For epidemics with a low transmissibility (R0 < 2.0) and/or mild severity, individual school closures should begin once a daily community case count is exceeded. For a severe, highly transmissible epidemic (R0 >= 2.0), long duration school closure should begin as soon as possible and be combined with other interventions.

 

 

George E. P. Box, Professor Emeritus of Statistics at the University of Wisconsin, is often credited with coining the familiar adage:

 

All models are wrong, but some models are useful.”

 

While imperfect, we use computer models every day to try to mathematically simulate real-life events;  everything from highway traffic flow to weather forecasting.

 

The authors describe some of the limitations to their study, including:

 

As the model is based on a population in a developed country the outcomes may not be applicable to populations in a developing country, where populations may be less mobile and have higher population densities.

 

We have focused on the reduction in the number of daily symptomatic cases and the cumulative illness attack rate as they are used for determining intervention effectiveness rather than focusing on influenza-related adverse events such as hospitalizations and deaths.

 

We also do not take account of possible antiviral drug resistance [40] [41] that may arise due to the implementation of antiviral drug strategies, as our main goal is to suggest refinements to policy guidelines for school closure.

  

In this case, the authors based their modeling on a medium sized (pop. 30,000) town in Western Australia. 

 

They find a substantial reduction in the spread of a future pandemic influenza can be achieved by the (extended) closing of schools at the optimum point in the local spread of the virus.

 

Gauging when and how long to close schools, however, may require information that isn’t always immediately available.  Such as the R0 (basic reproductive number) of the virus, the CFR (Case Fatality Ratio) or, the number of people actually infected in a community. 

 

Despite the fact that life is messy, and computer models aren’t perfect at depicting it, the entire report is worth reading.

 

This is how the authors sum up their study.


Conclusions 


Our simulation results give guidance as to public health policy decisions in the refinement of school closure strategies to be used in a future influenza pandemic.

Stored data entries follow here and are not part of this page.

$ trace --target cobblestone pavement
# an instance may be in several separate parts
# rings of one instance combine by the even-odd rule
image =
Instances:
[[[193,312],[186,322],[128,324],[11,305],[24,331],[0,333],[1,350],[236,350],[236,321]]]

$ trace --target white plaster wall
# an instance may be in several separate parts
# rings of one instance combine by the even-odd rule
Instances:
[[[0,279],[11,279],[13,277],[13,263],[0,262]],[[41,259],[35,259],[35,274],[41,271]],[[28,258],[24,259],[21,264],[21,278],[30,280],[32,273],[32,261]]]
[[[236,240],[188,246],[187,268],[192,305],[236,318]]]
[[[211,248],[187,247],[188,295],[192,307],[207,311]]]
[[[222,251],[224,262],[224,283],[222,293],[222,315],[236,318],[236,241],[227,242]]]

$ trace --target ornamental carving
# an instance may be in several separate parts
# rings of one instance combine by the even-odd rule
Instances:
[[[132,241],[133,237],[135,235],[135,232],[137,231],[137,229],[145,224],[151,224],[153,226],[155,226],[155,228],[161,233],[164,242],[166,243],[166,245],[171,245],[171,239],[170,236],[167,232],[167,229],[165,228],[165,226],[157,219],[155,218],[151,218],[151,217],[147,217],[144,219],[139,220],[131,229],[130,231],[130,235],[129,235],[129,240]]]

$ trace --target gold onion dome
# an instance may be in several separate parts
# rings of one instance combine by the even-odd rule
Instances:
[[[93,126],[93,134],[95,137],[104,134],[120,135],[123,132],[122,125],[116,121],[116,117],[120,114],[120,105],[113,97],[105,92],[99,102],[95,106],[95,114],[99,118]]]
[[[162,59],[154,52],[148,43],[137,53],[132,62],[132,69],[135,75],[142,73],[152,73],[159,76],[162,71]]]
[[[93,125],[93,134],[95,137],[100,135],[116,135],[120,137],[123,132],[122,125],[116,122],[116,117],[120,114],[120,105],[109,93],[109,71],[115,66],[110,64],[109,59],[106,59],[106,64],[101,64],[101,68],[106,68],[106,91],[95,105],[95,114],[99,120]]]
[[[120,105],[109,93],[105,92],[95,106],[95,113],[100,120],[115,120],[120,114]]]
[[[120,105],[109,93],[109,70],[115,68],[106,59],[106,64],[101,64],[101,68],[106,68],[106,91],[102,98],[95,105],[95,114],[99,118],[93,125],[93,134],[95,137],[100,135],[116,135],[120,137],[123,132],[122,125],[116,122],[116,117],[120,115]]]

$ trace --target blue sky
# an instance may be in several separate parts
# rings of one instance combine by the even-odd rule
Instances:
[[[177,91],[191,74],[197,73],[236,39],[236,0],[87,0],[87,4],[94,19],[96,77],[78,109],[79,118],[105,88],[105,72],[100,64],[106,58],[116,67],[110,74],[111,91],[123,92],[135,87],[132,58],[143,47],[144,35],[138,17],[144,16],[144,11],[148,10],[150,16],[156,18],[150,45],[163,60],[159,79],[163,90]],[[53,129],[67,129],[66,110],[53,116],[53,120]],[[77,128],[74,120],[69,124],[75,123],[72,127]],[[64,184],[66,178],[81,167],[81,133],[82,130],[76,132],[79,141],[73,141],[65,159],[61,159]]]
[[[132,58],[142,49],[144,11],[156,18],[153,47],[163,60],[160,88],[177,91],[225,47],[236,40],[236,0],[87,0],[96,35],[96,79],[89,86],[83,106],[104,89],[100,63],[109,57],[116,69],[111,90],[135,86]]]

We have systematically evaluated school closure operational issues to determine when schools should be closed and re-opened to achieve the maximum reduction in influenza spread.

 

We found that the optimal timing of school closure depends both on the duration of school closure (which we assume will depend on the severity of the influenza strain, with strains that are more severe in terms of serious infection outcomes making longer periods of school closure acceptable) and on the transmissibility of the influenza strain (which influences the rate of growth and spread of the epidemic).

 

Accurate early estimates of epidemic characteristics such as the basic reproduction number and disease severity are thus necessary to achieve the maximum case reduction from school closure.

 

We found that a policy of allowing schools to close individually was much less sensitive to the precise timing of the intervention than a policy of simultaneous community-wide school closure, a valuable observation given the difficulty in determining the true degree of epidemic spread in the early stages of an outbreak.